Maybe! The ousted Prime Minister of Thailand will soon be back to his country after his long exile in London. It is likely now that Samak Sundaravej the leader of The People’s Power Party being the new P.M of Thailand after his party won 228 seats in the country’s General Election today. The P.P.P has been widely told as the proxy for Thaksin Shinawatra and Samak had publicly announced before that he will bring back Thaksin if his party won the G.E in his election campaign.
But still Samak is short of 13 seats for the 241 requirement to form a government. Who will join P.P.P to form a government? The only serious contender to dash the dreams of Samak and Thaksin will be Abhisit Vejjajiva, the fresh-faced, Oxford-educated leader of the Democrat party. Abhisit himself still have the chance to be the next P.M of Thailand .. If all the other parties willing to form a coalition with the Democratic Party. I’ll wait and see!
Bernama news latest on the election’s outcome quoted below.
December 24, 2007 01:03 AM
PPP Sweeps 228 Seats
By D. Arul Rajoo
BANGKOK, Dec 23 (Bernama) — The People’s Power Party (PPP), the proxy party of ousted Prime Minister Thaksin Shinawatra, emerged with the highest number of seats in Thailand’s general election today, handing a severe blow to the military which 15 months ago staged the country’s 18th coup in 75 years.
The party won a total of 228 seats, comprising 194 constituencies and 34 party-list seats, which, however, fell short of the 241 required to form a new government on its own. It is now seeking out other parties to join it in forming a coalition government.
The Election Commission of Thailand (ECT) chairman Apichart Sukhagganond said the country’s oldest party, the Democrats, won 133 constituency and 33 party-list seats for its best-ever showing of 166 seats.

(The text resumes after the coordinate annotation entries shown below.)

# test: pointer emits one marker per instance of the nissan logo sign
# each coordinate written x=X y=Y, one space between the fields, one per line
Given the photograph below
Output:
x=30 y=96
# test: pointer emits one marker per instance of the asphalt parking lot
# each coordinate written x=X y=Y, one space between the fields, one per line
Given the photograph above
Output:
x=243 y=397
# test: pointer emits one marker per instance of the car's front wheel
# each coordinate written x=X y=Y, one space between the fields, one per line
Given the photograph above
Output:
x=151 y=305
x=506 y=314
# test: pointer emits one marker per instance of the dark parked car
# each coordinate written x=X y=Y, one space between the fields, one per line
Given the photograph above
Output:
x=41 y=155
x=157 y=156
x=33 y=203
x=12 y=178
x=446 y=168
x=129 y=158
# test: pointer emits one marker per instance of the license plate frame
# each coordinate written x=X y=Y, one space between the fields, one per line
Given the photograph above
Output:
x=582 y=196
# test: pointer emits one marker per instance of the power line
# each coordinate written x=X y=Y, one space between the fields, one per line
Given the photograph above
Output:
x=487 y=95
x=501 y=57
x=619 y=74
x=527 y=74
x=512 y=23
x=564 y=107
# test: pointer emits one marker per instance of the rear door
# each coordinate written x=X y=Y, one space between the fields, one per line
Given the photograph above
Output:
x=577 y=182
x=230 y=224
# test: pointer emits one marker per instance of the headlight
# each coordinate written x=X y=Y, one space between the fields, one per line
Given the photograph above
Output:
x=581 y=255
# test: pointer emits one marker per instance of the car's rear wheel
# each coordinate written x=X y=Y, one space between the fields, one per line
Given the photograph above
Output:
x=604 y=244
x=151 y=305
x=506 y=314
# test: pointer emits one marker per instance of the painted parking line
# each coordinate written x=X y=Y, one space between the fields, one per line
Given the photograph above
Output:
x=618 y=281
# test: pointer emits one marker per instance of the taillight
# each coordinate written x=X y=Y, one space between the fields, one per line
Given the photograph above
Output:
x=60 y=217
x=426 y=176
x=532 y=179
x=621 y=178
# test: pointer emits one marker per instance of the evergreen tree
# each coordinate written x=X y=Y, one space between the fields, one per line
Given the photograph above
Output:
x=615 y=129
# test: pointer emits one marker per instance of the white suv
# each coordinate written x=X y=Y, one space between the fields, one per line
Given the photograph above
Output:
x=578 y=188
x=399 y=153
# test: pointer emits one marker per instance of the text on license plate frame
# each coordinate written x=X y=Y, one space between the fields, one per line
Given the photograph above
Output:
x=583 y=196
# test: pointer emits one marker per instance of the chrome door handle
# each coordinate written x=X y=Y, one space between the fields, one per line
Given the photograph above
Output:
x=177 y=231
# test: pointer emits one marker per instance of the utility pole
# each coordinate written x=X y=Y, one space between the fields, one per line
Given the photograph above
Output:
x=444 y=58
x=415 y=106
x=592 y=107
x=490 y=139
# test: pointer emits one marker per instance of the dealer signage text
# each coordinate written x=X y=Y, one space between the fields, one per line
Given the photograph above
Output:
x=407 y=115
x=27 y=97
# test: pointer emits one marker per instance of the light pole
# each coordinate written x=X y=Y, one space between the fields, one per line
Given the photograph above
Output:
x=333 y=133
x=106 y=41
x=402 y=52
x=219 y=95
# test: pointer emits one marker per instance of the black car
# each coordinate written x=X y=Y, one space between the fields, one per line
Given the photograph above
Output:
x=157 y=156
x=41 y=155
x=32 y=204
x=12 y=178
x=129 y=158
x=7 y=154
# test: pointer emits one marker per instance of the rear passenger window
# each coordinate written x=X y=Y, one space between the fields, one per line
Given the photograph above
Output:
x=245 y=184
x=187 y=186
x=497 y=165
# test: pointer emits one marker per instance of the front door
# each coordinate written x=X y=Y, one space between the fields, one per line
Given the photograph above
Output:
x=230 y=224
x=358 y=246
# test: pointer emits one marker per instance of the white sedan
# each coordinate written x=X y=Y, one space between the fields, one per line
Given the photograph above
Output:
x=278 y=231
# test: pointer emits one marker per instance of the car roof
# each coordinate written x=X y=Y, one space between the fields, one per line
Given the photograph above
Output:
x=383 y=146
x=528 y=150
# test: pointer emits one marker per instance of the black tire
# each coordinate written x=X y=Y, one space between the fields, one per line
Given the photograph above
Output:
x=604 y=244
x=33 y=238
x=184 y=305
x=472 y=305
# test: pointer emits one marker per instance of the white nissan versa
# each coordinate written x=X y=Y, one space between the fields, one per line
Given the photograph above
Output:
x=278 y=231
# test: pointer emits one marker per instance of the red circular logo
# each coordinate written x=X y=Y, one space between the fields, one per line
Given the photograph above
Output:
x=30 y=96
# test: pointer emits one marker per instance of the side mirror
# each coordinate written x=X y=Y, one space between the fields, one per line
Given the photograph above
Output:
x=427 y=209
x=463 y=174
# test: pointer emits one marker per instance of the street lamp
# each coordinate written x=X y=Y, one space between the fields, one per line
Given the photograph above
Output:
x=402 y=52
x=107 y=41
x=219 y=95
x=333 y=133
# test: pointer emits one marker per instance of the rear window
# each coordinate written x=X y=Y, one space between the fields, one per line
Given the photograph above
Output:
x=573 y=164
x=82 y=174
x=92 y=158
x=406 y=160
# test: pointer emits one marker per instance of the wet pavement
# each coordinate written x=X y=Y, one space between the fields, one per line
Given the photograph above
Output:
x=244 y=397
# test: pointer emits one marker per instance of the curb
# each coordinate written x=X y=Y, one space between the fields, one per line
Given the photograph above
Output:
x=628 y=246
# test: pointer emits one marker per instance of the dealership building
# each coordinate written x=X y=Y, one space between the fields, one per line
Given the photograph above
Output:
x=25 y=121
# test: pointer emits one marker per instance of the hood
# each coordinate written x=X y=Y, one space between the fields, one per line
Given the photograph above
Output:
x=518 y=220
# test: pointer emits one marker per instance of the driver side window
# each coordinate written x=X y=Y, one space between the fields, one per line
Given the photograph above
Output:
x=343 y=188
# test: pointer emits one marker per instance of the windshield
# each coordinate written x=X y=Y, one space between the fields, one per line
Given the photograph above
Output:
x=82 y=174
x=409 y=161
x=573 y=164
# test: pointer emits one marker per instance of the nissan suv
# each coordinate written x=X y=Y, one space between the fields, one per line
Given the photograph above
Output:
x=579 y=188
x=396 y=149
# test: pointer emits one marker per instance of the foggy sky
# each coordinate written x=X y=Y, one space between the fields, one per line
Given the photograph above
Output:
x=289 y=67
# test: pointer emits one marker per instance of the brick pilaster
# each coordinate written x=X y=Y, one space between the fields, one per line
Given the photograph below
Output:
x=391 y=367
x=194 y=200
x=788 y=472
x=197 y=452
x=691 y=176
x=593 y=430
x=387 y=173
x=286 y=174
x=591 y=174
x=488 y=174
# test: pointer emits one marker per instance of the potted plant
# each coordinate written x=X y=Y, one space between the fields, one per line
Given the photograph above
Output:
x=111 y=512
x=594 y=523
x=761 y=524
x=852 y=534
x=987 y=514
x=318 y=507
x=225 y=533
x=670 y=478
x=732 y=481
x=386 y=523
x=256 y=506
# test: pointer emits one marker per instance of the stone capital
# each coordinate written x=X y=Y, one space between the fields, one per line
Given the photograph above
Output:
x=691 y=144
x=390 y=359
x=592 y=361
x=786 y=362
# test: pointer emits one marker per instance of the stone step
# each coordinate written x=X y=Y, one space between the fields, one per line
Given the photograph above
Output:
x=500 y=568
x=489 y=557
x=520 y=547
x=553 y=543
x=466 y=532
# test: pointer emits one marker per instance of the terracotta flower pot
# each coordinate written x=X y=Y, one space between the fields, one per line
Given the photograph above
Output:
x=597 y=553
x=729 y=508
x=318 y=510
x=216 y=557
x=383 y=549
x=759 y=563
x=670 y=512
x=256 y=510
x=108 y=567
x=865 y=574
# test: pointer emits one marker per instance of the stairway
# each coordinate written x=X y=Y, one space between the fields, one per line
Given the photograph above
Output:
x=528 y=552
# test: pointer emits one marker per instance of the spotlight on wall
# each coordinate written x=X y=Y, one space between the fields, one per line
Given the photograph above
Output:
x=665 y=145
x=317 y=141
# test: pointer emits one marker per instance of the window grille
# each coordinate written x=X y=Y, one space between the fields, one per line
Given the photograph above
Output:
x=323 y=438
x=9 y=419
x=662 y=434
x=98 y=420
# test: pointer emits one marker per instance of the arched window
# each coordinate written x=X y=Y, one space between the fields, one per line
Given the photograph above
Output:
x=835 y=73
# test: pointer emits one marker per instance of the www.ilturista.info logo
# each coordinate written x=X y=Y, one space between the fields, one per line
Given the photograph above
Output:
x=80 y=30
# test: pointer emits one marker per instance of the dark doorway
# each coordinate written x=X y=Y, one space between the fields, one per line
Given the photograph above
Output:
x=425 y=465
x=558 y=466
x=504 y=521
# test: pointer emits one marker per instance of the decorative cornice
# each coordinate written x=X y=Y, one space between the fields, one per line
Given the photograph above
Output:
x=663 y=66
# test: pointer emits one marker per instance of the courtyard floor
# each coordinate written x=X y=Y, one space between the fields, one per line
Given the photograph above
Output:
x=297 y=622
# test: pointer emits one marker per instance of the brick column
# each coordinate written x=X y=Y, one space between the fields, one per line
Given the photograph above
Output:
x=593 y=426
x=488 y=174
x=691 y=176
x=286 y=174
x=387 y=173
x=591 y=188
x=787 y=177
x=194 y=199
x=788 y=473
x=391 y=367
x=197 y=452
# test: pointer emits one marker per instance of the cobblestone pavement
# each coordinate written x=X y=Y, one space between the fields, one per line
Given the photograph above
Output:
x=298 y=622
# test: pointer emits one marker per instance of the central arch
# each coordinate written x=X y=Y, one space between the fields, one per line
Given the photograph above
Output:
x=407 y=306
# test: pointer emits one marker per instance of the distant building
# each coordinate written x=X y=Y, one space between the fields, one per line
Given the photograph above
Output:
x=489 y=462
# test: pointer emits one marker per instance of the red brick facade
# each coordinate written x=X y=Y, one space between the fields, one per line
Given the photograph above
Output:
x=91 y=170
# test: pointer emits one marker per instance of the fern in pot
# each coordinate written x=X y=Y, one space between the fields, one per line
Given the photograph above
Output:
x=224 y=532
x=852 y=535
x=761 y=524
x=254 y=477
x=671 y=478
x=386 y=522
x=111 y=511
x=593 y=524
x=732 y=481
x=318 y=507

Thai Chat 10, Chart Thai, which is likely to decide which party forms the next government, won a total of 39 seats, followed by the military-linked Puea Paendin with 26, Ruam JaiMatchima seven and Pracharaj Party four out of the 480 seats at stake.
Apichart said the results were based on the 93.11 percent of votes counted as at 10.15pm but assured that the outcome (of the election) would not be affected once all ballots are counted.

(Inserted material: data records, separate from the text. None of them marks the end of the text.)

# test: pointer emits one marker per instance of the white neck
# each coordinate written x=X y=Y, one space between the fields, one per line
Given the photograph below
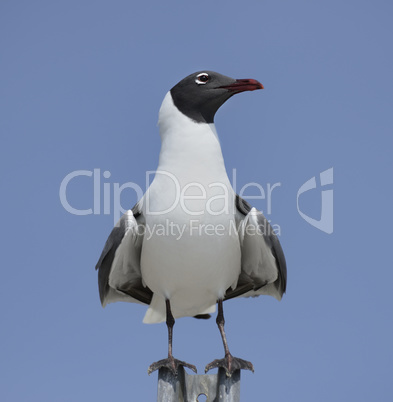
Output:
x=188 y=148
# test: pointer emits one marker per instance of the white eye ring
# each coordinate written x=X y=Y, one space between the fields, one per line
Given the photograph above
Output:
x=202 y=78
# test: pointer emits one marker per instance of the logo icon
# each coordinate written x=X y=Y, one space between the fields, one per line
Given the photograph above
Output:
x=325 y=223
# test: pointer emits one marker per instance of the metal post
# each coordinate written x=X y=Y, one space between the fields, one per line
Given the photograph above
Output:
x=186 y=388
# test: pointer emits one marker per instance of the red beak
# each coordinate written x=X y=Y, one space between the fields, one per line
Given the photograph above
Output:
x=244 y=85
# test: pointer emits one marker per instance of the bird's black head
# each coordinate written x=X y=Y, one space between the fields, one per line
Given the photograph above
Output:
x=200 y=95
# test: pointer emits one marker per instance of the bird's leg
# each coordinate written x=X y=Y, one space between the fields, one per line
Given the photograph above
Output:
x=170 y=363
x=229 y=363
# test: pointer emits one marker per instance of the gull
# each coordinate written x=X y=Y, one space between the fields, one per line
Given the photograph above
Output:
x=191 y=242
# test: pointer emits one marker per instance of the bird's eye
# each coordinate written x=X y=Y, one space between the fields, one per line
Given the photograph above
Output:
x=202 y=78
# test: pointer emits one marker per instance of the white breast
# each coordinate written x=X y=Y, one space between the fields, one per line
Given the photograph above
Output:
x=191 y=251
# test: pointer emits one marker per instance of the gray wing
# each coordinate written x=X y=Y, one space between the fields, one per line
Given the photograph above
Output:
x=263 y=266
x=119 y=272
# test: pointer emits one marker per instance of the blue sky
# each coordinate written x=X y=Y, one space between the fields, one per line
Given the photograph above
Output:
x=81 y=85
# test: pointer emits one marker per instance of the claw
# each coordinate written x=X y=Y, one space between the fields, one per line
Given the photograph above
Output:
x=171 y=364
x=230 y=364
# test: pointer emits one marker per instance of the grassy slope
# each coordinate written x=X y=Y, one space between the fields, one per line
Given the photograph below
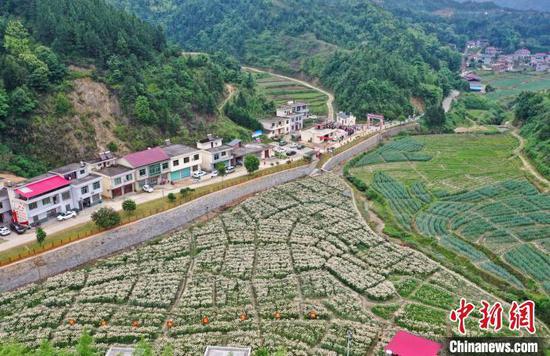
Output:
x=459 y=162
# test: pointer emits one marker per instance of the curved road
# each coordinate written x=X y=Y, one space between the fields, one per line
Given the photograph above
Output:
x=330 y=100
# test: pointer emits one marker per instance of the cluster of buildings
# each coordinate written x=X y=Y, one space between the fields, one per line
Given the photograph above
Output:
x=479 y=52
x=78 y=186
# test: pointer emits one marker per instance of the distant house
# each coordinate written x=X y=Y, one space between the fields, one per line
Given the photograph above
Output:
x=117 y=181
x=151 y=166
x=184 y=160
x=345 y=119
x=213 y=151
x=476 y=86
x=407 y=344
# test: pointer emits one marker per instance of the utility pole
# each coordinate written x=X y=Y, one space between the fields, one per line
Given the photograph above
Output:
x=350 y=336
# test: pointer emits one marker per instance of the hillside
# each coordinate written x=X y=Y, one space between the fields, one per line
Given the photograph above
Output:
x=79 y=76
x=372 y=60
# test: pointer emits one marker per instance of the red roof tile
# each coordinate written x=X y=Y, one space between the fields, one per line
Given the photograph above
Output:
x=146 y=157
x=42 y=186
x=407 y=344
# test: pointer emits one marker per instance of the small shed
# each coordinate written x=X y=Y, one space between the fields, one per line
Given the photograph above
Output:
x=407 y=344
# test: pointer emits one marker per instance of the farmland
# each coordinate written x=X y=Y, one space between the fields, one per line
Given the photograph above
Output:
x=281 y=91
x=251 y=276
x=472 y=198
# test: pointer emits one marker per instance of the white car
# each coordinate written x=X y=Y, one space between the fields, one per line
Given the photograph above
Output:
x=199 y=174
x=4 y=231
x=66 y=215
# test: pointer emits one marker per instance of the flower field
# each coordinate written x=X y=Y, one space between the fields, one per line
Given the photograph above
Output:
x=294 y=267
x=509 y=217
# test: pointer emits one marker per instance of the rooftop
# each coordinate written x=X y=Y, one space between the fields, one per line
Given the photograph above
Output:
x=67 y=169
x=219 y=148
x=114 y=171
x=40 y=187
x=178 y=150
x=146 y=157
x=226 y=351
x=407 y=344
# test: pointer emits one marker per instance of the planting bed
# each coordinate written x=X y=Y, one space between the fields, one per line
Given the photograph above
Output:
x=256 y=272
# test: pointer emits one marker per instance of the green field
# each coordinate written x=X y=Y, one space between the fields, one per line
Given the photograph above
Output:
x=509 y=85
x=281 y=91
x=471 y=197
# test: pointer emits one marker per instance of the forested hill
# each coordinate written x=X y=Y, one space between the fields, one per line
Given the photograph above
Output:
x=373 y=61
x=75 y=73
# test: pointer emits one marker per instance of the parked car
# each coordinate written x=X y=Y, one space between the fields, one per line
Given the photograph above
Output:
x=19 y=228
x=147 y=188
x=4 y=231
x=66 y=215
x=229 y=169
x=199 y=174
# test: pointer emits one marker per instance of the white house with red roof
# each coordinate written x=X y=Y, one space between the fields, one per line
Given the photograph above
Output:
x=151 y=166
x=40 y=199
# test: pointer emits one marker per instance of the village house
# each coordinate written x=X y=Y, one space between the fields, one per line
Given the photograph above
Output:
x=345 y=119
x=213 y=151
x=117 y=181
x=184 y=160
x=86 y=188
x=151 y=167
x=5 y=207
x=40 y=199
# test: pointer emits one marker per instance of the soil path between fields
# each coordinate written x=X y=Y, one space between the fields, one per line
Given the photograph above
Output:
x=330 y=100
x=526 y=163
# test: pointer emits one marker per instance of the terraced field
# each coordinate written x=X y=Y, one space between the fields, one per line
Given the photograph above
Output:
x=465 y=200
x=295 y=267
x=281 y=91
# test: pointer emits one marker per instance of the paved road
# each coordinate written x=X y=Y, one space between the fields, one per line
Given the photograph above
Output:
x=78 y=253
x=330 y=100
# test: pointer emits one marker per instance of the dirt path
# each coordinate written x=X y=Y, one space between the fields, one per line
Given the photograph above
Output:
x=527 y=166
x=330 y=101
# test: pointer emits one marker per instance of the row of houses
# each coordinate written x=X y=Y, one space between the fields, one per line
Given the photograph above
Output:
x=82 y=185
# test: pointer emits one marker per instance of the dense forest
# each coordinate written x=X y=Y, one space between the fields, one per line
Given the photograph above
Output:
x=161 y=93
x=532 y=111
x=373 y=61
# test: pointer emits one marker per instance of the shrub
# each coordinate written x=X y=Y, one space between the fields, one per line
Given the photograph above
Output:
x=106 y=218
x=129 y=206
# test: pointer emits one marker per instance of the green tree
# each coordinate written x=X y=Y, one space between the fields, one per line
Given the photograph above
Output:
x=220 y=167
x=40 y=236
x=172 y=197
x=252 y=163
x=106 y=218
x=129 y=206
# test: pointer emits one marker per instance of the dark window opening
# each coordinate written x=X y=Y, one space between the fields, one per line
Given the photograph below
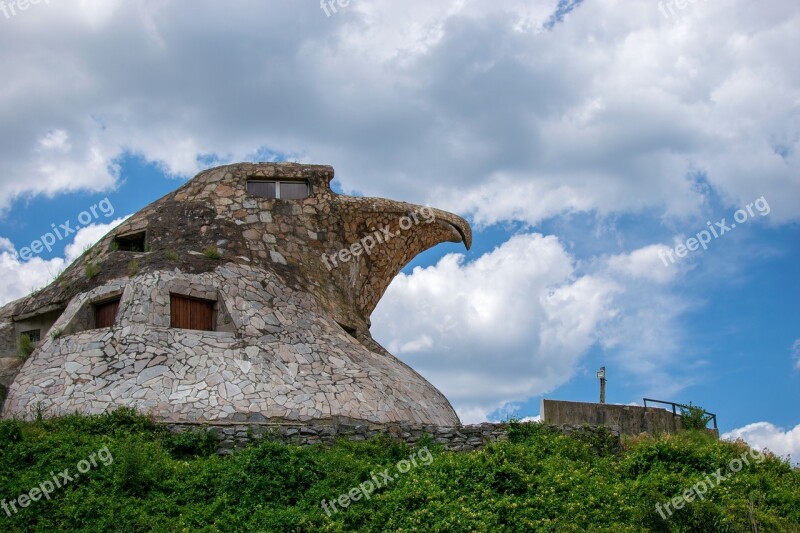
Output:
x=282 y=190
x=34 y=335
x=135 y=242
x=353 y=332
x=191 y=313
x=105 y=314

He said that a total of 29.34 million voters, or 59.9 percent of the over 45 million eligible voters turned-up for the election, which was called by the military-installed government with the aim of restoring democracy, as well as keeping Thaksin out of power.
Asked why the voter-turnout was lower than the government’s target of 70 percent, he said it could be due to people being tired of intense politicking in the country, which has seen four elections in a space of seven years.

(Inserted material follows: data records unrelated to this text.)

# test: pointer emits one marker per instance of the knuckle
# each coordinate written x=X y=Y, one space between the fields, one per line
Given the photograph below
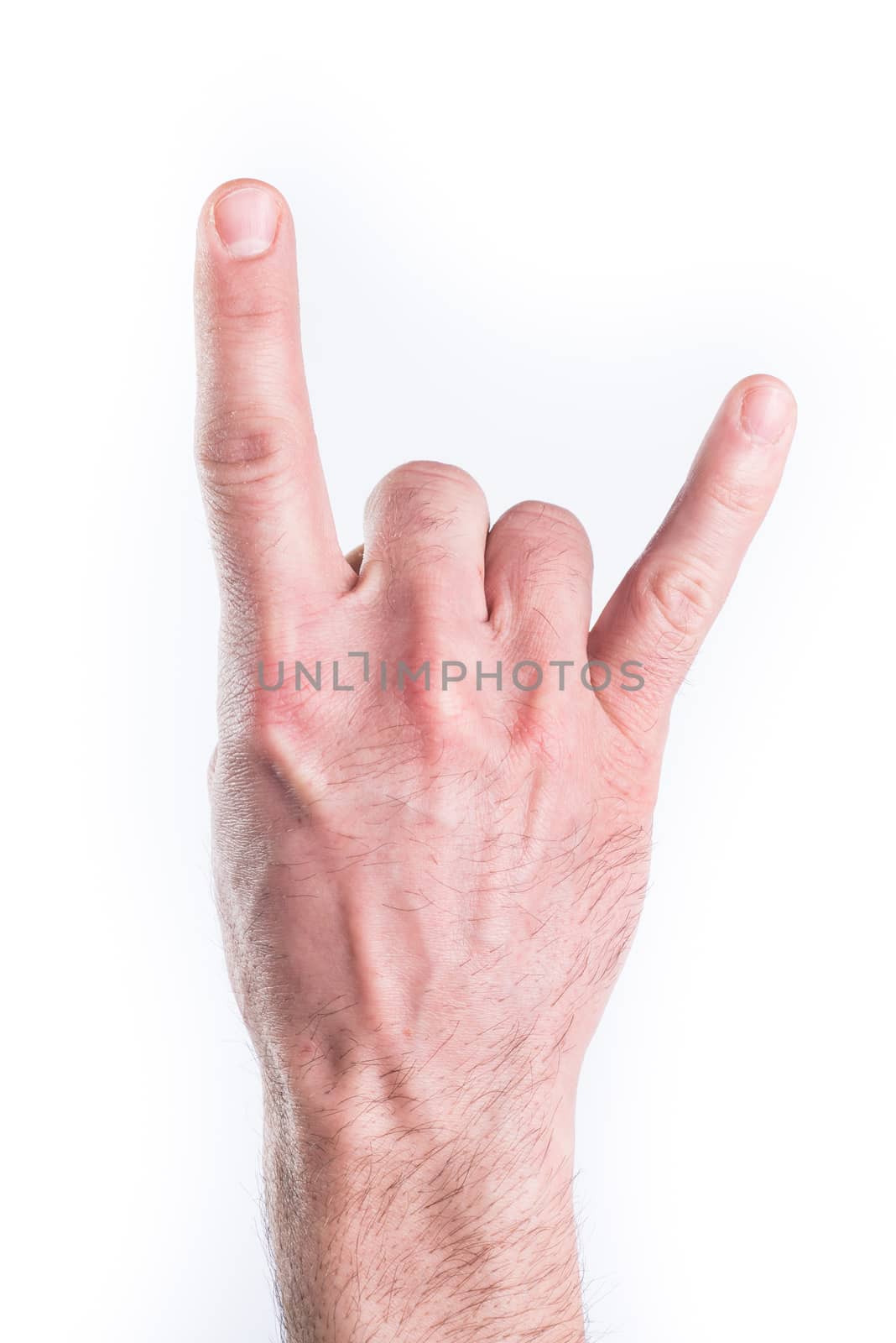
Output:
x=735 y=496
x=237 y=449
x=675 y=598
x=548 y=519
x=431 y=494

The PPP was formed by Thaksin supporters after his Thai Rak Thai party was dissolved by the court in May and all its 111 executives banned from politics for five years.
Thaksin, who is facing numerous corruption and power abuse charges, monitored the election from Hong Kong.
Former deputy prime minister and Bangkok Governor, Samak Sundaravej said that the PPP was willing to work with other parties to form a coalition government, an offer rejected by Democrat leader Abhisit Vejjajiva who could become the prime minister himself if all the other parties abandon the PPP and join his coalition.
The PPP has already warned of attempts by some influential people and the military to stop them from forming the government and is wary of the investigations to be conducted by the ECT on over 170 cases of poll irregularities.
Under Thai election law, ECT has 30 days to scrutinise all candidates before announcing the official results.